Albion Metals is a small rail served scrapyard set in the industrial West Midlands. It is very loosely based on operations at Bilston which was situated at the end of a long siding from Wednesbury Yard. This yard sent out scrap by rail to various locations and was shunted by a Class 08 or occasional main line locomotive. The layout is set in 1990 during the period when BR blue was still around, the new sector liveries were being introduced, and a large variety of locomotives and wagons were still in operation.
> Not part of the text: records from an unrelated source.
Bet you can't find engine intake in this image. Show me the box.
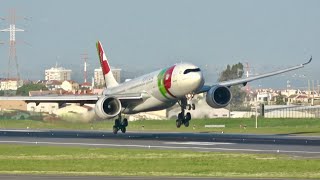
[95,96,121,119]
[206,85,232,108]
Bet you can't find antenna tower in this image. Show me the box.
[81,53,89,83]
[0,9,24,80]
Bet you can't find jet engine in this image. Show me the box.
[95,96,122,119]
[206,85,232,108]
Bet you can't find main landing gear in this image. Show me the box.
[176,94,196,128]
[113,114,128,134]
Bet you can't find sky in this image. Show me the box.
[0,0,319,89]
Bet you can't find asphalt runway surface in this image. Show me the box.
[0,129,320,158]
[0,129,319,180]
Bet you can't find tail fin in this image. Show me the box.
[96,41,119,88]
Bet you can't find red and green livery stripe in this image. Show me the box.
[157,65,176,99]
[96,41,111,75]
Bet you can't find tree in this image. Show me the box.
[16,83,48,96]
[218,63,244,82]
[218,62,246,110]
[275,94,287,105]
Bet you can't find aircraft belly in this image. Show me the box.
[123,96,176,114]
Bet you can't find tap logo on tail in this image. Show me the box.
[96,41,111,75]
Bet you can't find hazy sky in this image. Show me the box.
[0,0,319,88]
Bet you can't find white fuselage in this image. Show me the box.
[103,63,204,114]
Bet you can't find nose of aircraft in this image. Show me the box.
[184,71,204,92]
[174,68,204,97]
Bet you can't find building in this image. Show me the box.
[94,67,121,87]
[45,66,72,81]
[45,80,62,91]
[0,79,23,90]
[61,80,79,91]
[27,102,59,114]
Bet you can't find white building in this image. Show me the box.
[45,66,72,81]
[61,80,79,91]
[94,67,121,87]
[0,79,23,90]
[27,102,59,114]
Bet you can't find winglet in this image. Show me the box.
[303,56,312,66]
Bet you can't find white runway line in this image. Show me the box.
[164,141,234,145]
[0,140,319,154]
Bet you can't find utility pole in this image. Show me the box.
[81,53,89,83]
[312,80,315,106]
[0,17,4,44]
[308,80,310,99]
[317,80,319,95]
[0,9,24,81]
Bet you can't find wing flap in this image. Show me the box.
[0,95,100,104]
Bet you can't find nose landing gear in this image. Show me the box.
[176,94,195,128]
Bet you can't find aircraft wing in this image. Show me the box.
[0,95,100,104]
[0,93,146,106]
[198,57,312,93]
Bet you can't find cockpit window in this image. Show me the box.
[183,68,201,74]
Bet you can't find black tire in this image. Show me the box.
[112,126,118,134]
[176,119,182,128]
[121,127,126,133]
[178,113,183,120]
[187,104,191,110]
[115,119,121,127]
[184,121,189,127]
[123,118,128,127]
[192,103,195,110]
[185,112,191,121]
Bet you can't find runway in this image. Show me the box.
[0,129,320,158]
[0,129,319,180]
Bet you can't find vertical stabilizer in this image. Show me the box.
[96,41,119,88]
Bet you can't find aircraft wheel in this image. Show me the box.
[115,119,121,127]
[184,121,189,127]
[123,118,128,127]
[112,126,118,134]
[185,112,191,121]
[187,104,192,110]
[192,104,195,110]
[176,119,182,128]
[121,126,126,133]
[178,113,184,120]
During the period modelled, several yards were in operation including Tyseley, Small Heath, Kingsbury and Handsworth, the yards at Tyseley and Kingsbury using industrial locomotives to shunt their sidings. A simple track plan is used with two exchange sidings and two loading sidings, and the use of an industrial shunter to move the wagons around the yard.
Shunting of wagons on site is dealt with by the yellow resident 0-4-0 shunter.
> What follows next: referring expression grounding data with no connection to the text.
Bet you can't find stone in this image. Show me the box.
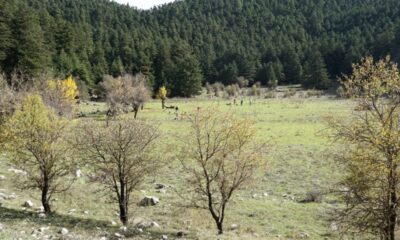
[150,222,160,228]
[138,196,159,207]
[263,193,269,197]
[161,235,168,240]
[230,224,239,230]
[36,206,45,213]
[38,213,46,218]
[330,222,338,231]
[39,227,49,232]
[8,168,27,175]
[176,231,187,237]
[0,175,5,181]
[298,232,310,239]
[119,226,127,232]
[59,228,69,235]
[155,183,166,189]
[297,190,323,204]
[23,200,34,208]
[0,223,4,230]
[68,209,76,214]
[114,233,124,238]
[252,194,258,199]
[110,220,117,226]
[76,169,82,178]
[99,237,108,240]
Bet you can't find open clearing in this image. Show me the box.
[0,97,354,239]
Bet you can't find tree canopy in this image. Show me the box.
[1,0,400,94]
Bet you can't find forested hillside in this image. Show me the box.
[1,0,400,96]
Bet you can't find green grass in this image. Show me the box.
[0,97,354,239]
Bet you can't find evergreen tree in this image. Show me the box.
[266,63,278,89]
[168,41,203,97]
[110,57,125,77]
[281,47,302,84]
[8,5,49,76]
[302,48,330,89]
[0,0,12,67]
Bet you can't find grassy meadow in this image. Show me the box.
[0,95,356,240]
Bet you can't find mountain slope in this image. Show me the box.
[0,0,399,94]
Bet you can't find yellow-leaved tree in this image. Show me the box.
[329,56,400,240]
[0,94,75,214]
[158,86,167,109]
[45,75,79,117]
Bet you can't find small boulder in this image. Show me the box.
[38,213,46,218]
[119,226,127,232]
[298,232,310,239]
[176,231,187,237]
[330,222,338,231]
[110,220,117,226]
[297,190,323,203]
[0,175,5,181]
[59,228,69,235]
[8,168,27,175]
[76,169,82,178]
[114,232,124,238]
[139,196,159,207]
[230,224,239,230]
[0,223,4,230]
[23,200,34,208]
[161,235,168,240]
[150,222,160,228]
[36,206,44,213]
[154,183,166,189]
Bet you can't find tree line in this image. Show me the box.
[1,0,400,96]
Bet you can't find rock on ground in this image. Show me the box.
[59,228,69,235]
[138,196,159,207]
[23,200,34,208]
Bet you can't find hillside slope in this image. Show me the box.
[0,0,399,93]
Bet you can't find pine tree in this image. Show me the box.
[0,0,12,67]
[9,5,50,76]
[168,41,203,97]
[302,48,330,89]
[266,63,278,89]
[111,57,125,77]
[281,47,302,84]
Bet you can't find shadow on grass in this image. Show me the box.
[0,206,184,239]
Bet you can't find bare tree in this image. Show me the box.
[0,94,75,213]
[328,56,400,240]
[76,117,160,225]
[101,74,150,120]
[180,109,266,234]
- The normal method of operation involves the wagons being delivered overnight into the local exchange sidings; these are then delivered to the yard for loading in the morning and collection in the afternoon. The loads are then transported overnight to the various steelworks.
- Baseboards are constructed of MDF sheet on a softwood frame.
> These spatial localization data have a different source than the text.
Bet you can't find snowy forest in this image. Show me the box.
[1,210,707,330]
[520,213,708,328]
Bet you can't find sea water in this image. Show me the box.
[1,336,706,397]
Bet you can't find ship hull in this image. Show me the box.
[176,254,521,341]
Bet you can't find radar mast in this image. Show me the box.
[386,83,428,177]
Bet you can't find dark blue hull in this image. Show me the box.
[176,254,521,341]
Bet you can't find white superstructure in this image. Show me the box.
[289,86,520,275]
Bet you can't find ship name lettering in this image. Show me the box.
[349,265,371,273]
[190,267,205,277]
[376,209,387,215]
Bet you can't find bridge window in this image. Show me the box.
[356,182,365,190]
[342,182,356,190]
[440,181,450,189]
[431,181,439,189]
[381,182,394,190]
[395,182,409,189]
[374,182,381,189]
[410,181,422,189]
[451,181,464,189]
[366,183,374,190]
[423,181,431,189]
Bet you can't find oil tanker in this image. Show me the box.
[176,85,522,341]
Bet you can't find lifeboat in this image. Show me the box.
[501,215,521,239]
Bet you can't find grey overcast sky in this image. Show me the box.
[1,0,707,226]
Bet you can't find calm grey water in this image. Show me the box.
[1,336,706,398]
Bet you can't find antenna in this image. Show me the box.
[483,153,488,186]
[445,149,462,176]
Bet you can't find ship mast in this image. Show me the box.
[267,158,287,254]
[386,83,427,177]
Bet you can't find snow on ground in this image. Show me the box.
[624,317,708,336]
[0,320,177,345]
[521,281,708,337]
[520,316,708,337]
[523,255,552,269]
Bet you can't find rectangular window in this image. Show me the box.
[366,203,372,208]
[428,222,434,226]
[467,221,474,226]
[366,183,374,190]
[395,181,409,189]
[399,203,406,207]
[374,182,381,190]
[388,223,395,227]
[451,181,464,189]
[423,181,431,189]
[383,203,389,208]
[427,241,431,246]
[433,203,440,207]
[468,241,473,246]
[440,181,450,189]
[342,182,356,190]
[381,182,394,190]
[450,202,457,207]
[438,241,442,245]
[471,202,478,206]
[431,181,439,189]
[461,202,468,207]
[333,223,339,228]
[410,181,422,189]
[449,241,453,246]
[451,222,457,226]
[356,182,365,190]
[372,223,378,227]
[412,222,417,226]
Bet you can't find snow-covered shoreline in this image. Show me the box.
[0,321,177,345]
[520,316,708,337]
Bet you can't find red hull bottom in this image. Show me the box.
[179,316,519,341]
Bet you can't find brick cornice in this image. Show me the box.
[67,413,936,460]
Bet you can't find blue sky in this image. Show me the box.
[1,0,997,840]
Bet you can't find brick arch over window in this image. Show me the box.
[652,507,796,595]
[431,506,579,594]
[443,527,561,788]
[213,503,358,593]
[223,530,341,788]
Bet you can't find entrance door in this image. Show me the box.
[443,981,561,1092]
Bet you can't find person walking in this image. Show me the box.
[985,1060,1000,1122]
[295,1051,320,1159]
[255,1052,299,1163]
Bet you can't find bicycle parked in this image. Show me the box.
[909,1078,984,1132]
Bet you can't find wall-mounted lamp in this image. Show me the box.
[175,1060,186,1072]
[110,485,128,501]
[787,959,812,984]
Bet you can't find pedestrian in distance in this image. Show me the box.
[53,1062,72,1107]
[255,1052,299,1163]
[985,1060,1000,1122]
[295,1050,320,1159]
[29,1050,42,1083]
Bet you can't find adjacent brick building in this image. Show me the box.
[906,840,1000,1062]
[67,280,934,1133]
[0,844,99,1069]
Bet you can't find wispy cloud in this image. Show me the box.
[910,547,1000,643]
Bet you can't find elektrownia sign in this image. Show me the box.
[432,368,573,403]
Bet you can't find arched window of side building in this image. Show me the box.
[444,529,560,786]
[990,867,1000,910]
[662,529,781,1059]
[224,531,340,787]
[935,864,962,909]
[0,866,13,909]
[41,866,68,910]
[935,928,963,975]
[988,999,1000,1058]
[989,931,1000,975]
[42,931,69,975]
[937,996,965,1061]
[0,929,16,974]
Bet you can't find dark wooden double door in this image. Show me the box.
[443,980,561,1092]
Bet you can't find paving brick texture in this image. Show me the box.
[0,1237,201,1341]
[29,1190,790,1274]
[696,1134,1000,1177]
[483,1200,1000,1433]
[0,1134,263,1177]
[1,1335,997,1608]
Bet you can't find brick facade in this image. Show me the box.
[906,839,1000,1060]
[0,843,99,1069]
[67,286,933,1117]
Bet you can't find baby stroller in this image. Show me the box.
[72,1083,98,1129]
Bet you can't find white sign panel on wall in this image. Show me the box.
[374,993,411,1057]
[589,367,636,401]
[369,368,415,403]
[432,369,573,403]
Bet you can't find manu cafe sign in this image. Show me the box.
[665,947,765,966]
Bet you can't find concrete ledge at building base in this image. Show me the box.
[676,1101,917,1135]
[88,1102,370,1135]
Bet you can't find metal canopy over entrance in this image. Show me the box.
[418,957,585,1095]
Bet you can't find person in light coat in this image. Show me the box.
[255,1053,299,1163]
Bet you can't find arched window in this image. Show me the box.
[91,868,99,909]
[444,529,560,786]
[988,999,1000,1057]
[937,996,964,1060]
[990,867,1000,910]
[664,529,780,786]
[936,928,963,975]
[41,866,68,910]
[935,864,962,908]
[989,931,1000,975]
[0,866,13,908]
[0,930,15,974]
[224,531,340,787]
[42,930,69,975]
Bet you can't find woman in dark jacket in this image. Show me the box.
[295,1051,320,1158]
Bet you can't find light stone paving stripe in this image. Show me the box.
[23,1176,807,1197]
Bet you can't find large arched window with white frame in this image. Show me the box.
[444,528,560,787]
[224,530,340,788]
- The scenery board measures 4ft x 14in and the small fiddle yard is 3ft x 10in and simply consists of a designated shunting line and two storage tracks. This is joined to the main baseboard with bolts and wing nuts.
- Track is Peco code 75 Finescale with small radius live frog points.
- The two storage sidings can be isolated to switch off locomotives at the buffer stops.
- The layout operates from the front and the points are switched using piano wire push rods running under the baseboard and connected into the point tie bar using a 90º bend.
31168 idles with a short rake of wagons. Note the intricate framework of the gantry behind.
The layout is powered using a Gaugemaster unit and hand-held walkabout controller. The controller has a plastic hook glued on the back to allow it to be hung over the backscene board when not in use. Power between the two boards is kept very simple and uses wire leads screwed into terminal blocks. Albion Metals was not built for general exhibitions and sits at home on a small table. When it does attend local shows it sits on adjustable trestles available from Screwfix.
A skip loaded with precious metals is being hoisted from the cutting site to storage.
N gauge ballast was used on the track, and Woodlands Scenic cinders and Carr’s ash ballast for ground cover. Siflor tufts and various scatter powders and ground foam were used for weeds, all glued down with PVA glue. The rails were painted with rust coloured paints and the whole trackwork flooded with lots of thinned down black and ‘grime’ paint. The two small low relief warehouses were built from Wills sheets on card shells. The small builder’s merchant shed is embossed plastic sheet on a card shell. Security fencing is from the Knightwing range, and the corrugated iron scrapyard fence is embossed plastic sheeting glued to assorted Plastruct girder uprights. This was sprayed black with Halfords car primer then washed over with lots of rust paints.
Scrap yards make interesting modelling projects if you like weathering and creating rust effects. The success of your model however will largely depend on two key elements: the scale of the objects and materials you use to make the scrap and the arrangement of your trackplan.